Performing short-term experiments using a gas exchange and chlorophyll fluorescence system (LI-6400 or LI-6800). Manipulating O2 and CO2 concentrations. Performing growth experiments under controlled/measured light intensity fluctuations. A mathematical modelling component can be included if the student wishes to do so.

Location:

Wageningen

Period:

To be scheduled after consulting with the supervisors.

Contact:

Alejandro Morales (alejandro.moralessierra@wur.nl)

Dynamic stomatal limitations using epf mutants

Description:

In nature, leaves are often exposed to fluctuations in light intensity. These fluctuations directly impact on photosynthesis rates, as they cannot react instantaneously. One of the major limitations of photosynthesis in fluctuating light intensities is stomatal conductance, i.e. the capacity for CO2 flux into the leaf. Stomata are microscopic pores on the leaf surface that exchange water vapour for CO2, and are dynamically regulated: for example, they open in high light intensities and partially close in the shade. After a transition from shade to high light, stomatal opening is slow (30-60 minutes), which reduces the diffusion of CO2 into the leaf and therefore photosynthesis. What is unclear at the moment is how strongly stomatal conductance limits photosynthesis in fluctuating light, and whether the stomatal limitation of photosynthesis in fluctuating light actually translates into reductions in growth. To test this, in this project, epidermal patterning factor (epf) mutants (Arabidopsis thaliana) will be used, which have changed stomatal density compared to the wildtype. These mutants are thus ideal in studying how a larger, or smaller, stomatal conductance (due to more, or fewer, stomata) will impact on plant growth in fluctuating light. This project will be performed in collaboration with Horticultural and Product Physiology chair group (Elias Kaiser).

Type of research:

Performing short-term experiments using a gas exchange and chlorophyll fluorescence system (LI-6400 or LI-6800). Measuring stomatal density by silicone imprints and microscopy. Performing growth experiments under controlled light intensity fluctuations.

Location:

Wageningen

Period:

To be scheduled after consulting with the supervisors.

Contact:

Alejandro Morales (alejandro.moralessierra@wur.nl)

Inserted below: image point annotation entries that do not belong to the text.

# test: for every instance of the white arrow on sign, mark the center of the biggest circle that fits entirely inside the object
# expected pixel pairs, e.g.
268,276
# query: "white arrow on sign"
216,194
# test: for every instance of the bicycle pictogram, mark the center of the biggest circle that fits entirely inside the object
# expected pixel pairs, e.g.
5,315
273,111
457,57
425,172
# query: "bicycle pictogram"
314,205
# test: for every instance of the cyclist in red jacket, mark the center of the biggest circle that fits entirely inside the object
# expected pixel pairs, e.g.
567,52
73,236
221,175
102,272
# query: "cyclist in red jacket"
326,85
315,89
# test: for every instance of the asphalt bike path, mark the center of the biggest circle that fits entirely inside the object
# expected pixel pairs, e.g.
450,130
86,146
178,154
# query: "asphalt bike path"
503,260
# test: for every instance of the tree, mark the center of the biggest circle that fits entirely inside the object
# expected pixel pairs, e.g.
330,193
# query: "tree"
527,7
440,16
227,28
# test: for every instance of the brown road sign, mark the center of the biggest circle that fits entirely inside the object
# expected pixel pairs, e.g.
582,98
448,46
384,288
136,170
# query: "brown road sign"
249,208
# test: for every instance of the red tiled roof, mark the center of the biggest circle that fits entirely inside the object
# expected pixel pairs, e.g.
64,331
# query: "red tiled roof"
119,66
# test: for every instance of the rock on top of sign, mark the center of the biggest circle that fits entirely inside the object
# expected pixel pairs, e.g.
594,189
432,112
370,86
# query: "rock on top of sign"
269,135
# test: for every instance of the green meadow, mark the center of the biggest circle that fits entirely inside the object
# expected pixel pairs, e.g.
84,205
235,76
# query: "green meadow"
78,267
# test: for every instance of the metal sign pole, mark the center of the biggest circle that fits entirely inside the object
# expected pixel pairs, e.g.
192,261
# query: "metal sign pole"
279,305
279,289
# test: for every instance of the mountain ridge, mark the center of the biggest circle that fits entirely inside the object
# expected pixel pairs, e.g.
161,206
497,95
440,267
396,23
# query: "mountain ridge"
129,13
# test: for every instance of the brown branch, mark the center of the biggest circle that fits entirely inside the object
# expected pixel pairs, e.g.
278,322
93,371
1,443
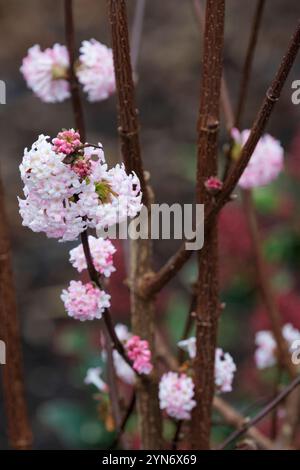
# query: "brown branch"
75,92
157,281
264,412
249,61
126,417
18,427
127,111
207,304
142,311
225,100
136,33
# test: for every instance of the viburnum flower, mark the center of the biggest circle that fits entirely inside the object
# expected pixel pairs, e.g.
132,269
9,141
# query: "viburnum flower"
93,377
265,354
139,353
96,70
102,252
176,395
266,162
69,188
224,371
123,370
67,142
85,301
213,184
224,364
46,72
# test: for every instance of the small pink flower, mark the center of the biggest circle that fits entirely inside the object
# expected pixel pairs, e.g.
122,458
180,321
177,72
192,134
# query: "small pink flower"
213,184
176,395
46,73
139,353
67,142
82,167
84,301
265,163
102,251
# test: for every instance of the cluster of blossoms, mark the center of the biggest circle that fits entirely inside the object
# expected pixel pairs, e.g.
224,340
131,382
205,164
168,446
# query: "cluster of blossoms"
69,188
85,301
176,395
266,161
46,72
225,367
265,354
137,351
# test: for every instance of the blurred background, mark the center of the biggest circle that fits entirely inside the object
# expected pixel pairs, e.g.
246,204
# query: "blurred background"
64,412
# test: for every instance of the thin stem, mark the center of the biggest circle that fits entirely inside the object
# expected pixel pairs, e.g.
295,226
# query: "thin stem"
207,303
136,33
142,312
264,412
225,100
249,61
75,92
18,426
127,415
127,111
157,281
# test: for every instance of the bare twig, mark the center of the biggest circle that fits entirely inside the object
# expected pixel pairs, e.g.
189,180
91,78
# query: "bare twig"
142,311
127,112
157,281
264,412
249,61
18,427
136,33
207,304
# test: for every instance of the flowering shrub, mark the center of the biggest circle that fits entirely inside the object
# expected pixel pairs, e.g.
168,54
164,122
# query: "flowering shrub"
46,72
62,201
265,354
266,162
176,395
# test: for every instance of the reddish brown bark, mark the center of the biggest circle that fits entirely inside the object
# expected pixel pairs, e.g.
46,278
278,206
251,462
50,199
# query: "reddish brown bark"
207,306
142,311
18,427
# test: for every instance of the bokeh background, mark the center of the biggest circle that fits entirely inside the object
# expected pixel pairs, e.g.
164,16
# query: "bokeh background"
57,351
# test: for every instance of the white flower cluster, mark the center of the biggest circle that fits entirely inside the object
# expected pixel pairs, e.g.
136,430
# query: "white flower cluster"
176,395
265,354
47,72
66,194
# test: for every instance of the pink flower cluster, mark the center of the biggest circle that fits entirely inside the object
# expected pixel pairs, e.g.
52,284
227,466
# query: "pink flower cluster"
139,353
176,395
266,162
102,252
84,301
213,184
67,142
265,354
66,193
225,369
46,72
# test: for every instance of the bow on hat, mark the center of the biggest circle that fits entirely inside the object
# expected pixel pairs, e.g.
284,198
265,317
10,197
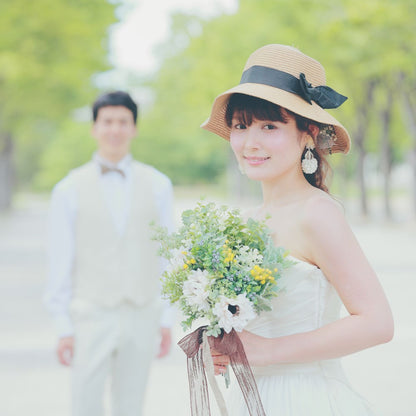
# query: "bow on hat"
323,95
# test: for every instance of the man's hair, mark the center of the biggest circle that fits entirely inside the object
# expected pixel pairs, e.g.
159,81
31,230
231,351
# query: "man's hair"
116,98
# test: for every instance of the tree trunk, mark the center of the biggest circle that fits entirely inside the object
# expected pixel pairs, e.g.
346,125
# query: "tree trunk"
6,171
410,111
359,137
386,155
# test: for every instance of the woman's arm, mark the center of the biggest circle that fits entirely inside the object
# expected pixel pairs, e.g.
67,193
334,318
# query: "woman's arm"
330,244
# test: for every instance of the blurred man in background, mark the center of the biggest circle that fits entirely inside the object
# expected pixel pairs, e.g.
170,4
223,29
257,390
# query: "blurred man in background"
103,289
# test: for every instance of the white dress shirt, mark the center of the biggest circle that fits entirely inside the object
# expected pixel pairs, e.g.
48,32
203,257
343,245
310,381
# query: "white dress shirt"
116,190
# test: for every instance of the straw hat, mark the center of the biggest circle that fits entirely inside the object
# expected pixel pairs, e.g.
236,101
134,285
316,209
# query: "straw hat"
285,76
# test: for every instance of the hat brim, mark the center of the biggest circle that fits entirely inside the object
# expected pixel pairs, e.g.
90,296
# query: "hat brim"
216,122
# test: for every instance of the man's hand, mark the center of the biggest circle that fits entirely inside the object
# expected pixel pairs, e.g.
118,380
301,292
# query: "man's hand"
165,342
65,350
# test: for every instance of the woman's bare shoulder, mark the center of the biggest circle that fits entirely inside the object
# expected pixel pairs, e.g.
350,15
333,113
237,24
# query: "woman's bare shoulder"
250,212
319,206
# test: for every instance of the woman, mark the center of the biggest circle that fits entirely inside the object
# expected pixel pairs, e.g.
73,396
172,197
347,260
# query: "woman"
280,132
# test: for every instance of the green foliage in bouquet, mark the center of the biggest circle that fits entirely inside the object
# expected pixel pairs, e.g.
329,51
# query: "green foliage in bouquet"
220,267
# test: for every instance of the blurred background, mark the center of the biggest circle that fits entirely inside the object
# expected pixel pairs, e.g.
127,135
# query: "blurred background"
175,57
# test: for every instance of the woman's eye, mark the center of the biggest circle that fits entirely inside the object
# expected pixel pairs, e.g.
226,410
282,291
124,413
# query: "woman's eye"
270,127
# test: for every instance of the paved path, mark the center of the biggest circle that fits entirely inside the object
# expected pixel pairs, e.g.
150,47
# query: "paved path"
32,383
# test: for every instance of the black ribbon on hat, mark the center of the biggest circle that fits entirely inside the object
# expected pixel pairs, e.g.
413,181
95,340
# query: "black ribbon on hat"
323,95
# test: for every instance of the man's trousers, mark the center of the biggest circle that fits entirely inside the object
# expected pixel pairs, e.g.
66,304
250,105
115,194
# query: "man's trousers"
115,343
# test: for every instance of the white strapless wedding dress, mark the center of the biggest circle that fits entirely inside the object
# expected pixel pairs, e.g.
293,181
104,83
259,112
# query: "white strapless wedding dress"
306,302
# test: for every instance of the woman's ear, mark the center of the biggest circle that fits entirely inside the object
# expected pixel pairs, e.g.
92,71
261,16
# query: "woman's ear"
313,130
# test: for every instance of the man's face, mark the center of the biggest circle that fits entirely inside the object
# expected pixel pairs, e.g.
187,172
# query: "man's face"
114,130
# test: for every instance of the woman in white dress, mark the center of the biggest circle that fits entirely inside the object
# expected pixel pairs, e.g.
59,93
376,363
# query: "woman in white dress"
280,132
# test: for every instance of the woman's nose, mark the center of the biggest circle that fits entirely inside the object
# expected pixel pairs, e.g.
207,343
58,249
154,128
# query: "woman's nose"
251,141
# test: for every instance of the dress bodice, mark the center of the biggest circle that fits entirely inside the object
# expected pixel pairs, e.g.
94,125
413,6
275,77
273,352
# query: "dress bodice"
306,301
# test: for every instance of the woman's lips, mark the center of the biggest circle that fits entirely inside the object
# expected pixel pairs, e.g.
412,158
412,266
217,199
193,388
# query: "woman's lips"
255,161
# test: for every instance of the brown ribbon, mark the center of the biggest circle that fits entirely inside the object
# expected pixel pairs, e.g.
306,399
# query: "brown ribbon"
228,344
106,169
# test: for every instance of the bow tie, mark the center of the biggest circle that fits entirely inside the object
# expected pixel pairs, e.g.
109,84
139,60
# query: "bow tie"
105,169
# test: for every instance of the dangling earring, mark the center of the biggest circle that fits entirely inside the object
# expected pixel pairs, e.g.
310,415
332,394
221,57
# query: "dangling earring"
309,163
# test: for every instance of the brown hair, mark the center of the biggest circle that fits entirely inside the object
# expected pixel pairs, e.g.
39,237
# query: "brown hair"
248,108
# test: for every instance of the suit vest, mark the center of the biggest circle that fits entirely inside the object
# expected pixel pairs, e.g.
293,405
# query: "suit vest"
111,268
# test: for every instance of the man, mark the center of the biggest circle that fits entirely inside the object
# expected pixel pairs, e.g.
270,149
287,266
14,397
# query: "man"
103,288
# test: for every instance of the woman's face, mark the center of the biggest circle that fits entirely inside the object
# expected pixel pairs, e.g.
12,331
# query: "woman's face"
267,150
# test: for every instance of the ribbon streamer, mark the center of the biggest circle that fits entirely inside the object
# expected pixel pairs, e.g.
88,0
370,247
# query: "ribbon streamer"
228,344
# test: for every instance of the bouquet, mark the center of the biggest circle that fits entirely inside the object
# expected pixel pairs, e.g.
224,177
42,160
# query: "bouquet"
220,267
225,270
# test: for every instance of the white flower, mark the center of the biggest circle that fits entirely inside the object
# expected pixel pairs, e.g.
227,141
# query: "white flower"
196,289
244,312
176,261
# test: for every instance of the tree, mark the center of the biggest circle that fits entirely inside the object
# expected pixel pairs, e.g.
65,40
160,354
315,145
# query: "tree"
48,51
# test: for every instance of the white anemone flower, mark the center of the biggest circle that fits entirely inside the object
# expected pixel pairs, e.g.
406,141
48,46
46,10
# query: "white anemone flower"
196,289
234,313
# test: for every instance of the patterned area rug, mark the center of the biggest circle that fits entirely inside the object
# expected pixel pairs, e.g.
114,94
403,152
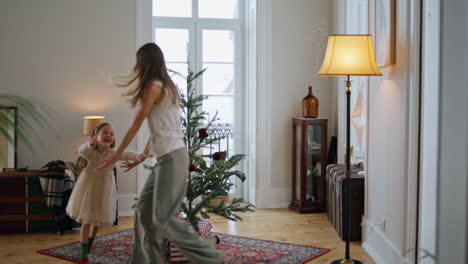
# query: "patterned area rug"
116,248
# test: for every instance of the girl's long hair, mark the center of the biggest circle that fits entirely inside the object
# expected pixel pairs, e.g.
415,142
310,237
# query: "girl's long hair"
150,66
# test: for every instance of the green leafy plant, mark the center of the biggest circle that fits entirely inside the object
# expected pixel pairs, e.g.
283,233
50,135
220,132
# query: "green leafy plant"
210,175
31,115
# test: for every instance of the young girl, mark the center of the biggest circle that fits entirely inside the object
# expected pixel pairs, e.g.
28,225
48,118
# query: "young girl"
93,200
164,191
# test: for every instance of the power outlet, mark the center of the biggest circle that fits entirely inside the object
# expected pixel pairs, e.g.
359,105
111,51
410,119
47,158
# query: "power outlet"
382,224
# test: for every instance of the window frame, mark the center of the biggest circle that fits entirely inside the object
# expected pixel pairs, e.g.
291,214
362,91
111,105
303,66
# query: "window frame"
195,26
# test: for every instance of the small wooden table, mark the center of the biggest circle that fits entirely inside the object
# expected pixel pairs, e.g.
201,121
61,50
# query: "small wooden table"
22,207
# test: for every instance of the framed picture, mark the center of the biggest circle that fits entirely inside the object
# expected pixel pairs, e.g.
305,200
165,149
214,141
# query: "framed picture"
382,26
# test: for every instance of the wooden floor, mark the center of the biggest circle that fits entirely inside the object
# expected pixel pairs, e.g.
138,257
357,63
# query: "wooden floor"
276,224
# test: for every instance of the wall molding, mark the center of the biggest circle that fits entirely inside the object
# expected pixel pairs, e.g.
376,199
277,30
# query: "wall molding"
379,247
264,75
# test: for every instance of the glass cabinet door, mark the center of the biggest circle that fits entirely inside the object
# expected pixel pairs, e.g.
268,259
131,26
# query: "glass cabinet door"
314,166
298,153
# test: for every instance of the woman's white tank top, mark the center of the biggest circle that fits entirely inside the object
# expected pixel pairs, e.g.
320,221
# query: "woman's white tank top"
164,125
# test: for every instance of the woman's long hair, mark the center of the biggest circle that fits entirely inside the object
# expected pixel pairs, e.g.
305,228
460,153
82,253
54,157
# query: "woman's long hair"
150,66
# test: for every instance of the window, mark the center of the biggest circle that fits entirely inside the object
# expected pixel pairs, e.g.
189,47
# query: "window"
206,34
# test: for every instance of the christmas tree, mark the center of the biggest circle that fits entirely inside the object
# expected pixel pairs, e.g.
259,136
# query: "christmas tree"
209,175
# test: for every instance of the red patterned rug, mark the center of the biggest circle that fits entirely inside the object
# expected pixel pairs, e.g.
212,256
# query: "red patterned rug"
116,248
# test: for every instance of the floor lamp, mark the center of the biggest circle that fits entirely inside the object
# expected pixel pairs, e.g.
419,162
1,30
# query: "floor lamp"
349,55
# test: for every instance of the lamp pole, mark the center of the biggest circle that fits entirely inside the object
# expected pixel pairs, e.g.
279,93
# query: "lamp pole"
347,259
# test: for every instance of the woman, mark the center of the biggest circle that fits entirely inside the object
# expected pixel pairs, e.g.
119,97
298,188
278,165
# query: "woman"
155,214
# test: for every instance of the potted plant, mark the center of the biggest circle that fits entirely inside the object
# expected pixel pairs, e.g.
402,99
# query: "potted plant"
209,175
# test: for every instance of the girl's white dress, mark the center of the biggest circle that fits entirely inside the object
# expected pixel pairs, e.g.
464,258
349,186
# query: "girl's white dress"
94,196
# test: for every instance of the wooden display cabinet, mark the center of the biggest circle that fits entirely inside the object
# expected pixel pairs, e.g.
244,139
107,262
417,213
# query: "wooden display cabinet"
309,162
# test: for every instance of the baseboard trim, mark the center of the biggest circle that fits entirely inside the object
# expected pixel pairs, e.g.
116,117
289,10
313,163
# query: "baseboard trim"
379,247
274,198
372,253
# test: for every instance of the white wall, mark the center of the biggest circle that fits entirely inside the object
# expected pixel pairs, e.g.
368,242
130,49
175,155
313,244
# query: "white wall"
295,59
391,110
63,53
452,211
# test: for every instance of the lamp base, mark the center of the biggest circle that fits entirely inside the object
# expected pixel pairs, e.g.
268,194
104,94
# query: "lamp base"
346,261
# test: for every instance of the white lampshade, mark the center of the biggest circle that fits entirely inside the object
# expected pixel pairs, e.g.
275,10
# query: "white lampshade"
349,55
90,123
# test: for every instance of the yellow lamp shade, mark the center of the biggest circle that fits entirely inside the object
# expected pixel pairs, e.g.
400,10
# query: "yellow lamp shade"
90,123
349,55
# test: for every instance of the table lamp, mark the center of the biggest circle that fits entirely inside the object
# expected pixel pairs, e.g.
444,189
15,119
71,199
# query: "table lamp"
91,122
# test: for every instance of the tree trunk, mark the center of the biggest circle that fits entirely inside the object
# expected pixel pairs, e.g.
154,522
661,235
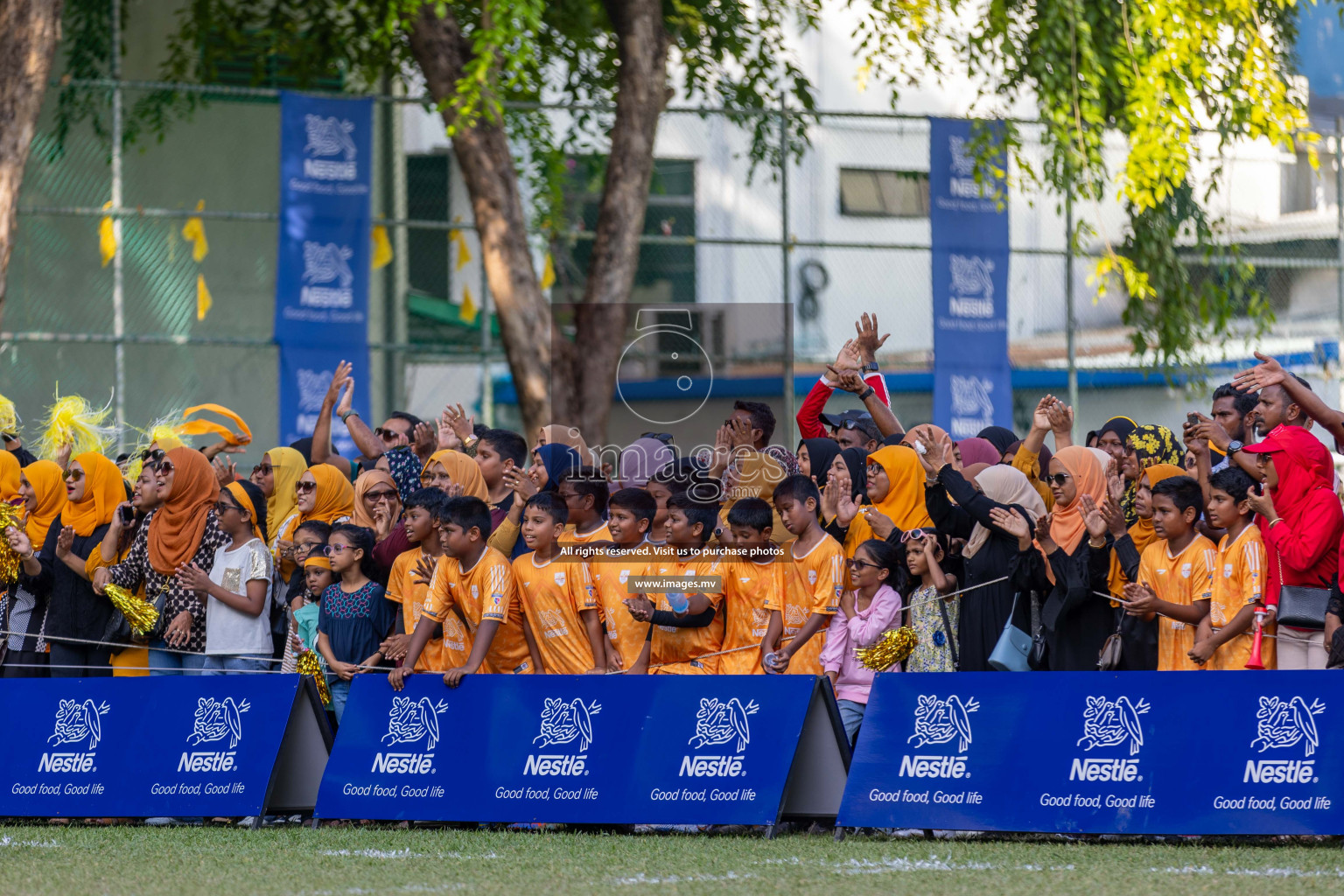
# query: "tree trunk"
29,35
483,153
601,318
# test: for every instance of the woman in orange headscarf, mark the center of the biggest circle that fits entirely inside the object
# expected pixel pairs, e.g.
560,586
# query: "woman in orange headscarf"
55,569
324,494
1070,562
451,468
24,610
183,529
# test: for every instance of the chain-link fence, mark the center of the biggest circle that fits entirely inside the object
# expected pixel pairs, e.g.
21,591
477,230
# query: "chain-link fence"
840,230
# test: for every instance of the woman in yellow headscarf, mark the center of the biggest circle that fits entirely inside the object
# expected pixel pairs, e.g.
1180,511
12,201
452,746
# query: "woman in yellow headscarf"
323,494
895,489
453,468
276,476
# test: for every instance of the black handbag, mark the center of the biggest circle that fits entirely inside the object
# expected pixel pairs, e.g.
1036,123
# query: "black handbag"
1301,606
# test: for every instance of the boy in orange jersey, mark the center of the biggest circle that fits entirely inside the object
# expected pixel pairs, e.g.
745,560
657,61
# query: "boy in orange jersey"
631,514
1226,635
405,589
749,584
558,594
687,625
1175,572
814,579
474,582
584,494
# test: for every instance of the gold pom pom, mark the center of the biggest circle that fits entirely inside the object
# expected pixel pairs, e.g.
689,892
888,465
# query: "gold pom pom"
894,647
10,514
10,422
138,612
75,424
311,665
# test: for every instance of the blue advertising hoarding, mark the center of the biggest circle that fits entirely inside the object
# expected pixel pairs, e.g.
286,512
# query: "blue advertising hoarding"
153,746
324,254
570,748
970,256
1136,752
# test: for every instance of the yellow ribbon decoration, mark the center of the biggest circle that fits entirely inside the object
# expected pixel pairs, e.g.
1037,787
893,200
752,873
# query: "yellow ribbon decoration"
107,238
193,231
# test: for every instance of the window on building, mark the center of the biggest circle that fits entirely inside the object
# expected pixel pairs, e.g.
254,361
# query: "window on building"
872,192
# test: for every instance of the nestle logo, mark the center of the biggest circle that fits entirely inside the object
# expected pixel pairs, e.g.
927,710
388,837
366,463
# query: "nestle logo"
1103,770
206,762
1280,771
556,765
403,763
66,762
711,766
933,767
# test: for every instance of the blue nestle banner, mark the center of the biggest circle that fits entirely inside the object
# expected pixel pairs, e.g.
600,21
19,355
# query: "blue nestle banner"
970,241
1138,752
137,747
567,748
321,273
304,376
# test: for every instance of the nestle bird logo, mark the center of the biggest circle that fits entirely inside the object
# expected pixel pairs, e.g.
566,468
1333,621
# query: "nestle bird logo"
937,722
78,720
564,723
217,719
1108,723
718,723
1283,723
411,720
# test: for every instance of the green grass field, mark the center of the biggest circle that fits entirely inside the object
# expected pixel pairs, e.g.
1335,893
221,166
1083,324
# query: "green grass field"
292,861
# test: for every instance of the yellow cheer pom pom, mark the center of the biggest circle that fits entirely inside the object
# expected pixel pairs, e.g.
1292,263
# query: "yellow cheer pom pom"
311,665
894,647
10,514
73,422
138,612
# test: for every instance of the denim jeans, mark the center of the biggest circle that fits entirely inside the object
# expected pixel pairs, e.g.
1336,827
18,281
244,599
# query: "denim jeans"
223,664
851,713
162,662
340,693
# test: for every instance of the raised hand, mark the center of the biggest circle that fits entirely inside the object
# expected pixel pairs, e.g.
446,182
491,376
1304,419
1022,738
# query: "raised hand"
1268,373
1093,517
867,339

Chloroplast movements under fluctuating light

Description:

In nature, leaves are exposed to fluctuations in light intensity. These fluctuations have a negative effect on photosynthetic rates, partly due to the low speed at which photosynthesis responds to changes in light. In plants acclimated to shade, chloroplast move to the side of the cells when the leaf is exposed to high light, in order to reduce light absorption and photodamage. However, the speed at which the chloroplast return to their original position in low light may reduce photosynthesis after a transition from high light to shade. Although this effect is expected from theory and may be predicted from mathematical models, it has never been quantified experimentally. To perform this quantification this project will measure dynamic gas exchange and leaf optical properties on leaves of Arabidopsis thaliana exposed do light transients. In order to induce different levels of chloroplast movements, mutants (e.g. phot2) and/or different blue light intensities (as chloroplast movements only respond to blue light) will be used. The data may also be used to improve current models of chloroplast movements in Arabidopsis. This project will be performed in collaboration with Horticultural and Product Physiology chair group (Elias Kaiser).

Type of research:

Performing short-term experiments using a gas exchange system (LI-6400 or LI-6800). Measuring changes in leaf optical properties with spectrometers. Performing growth experiments under controlled/measured light intensity fluctuations. A mathematical modelling component can be included if the student wishes to do so.

Location:

Wageningen

Period:

To be scheduled after consulting with the supervisors.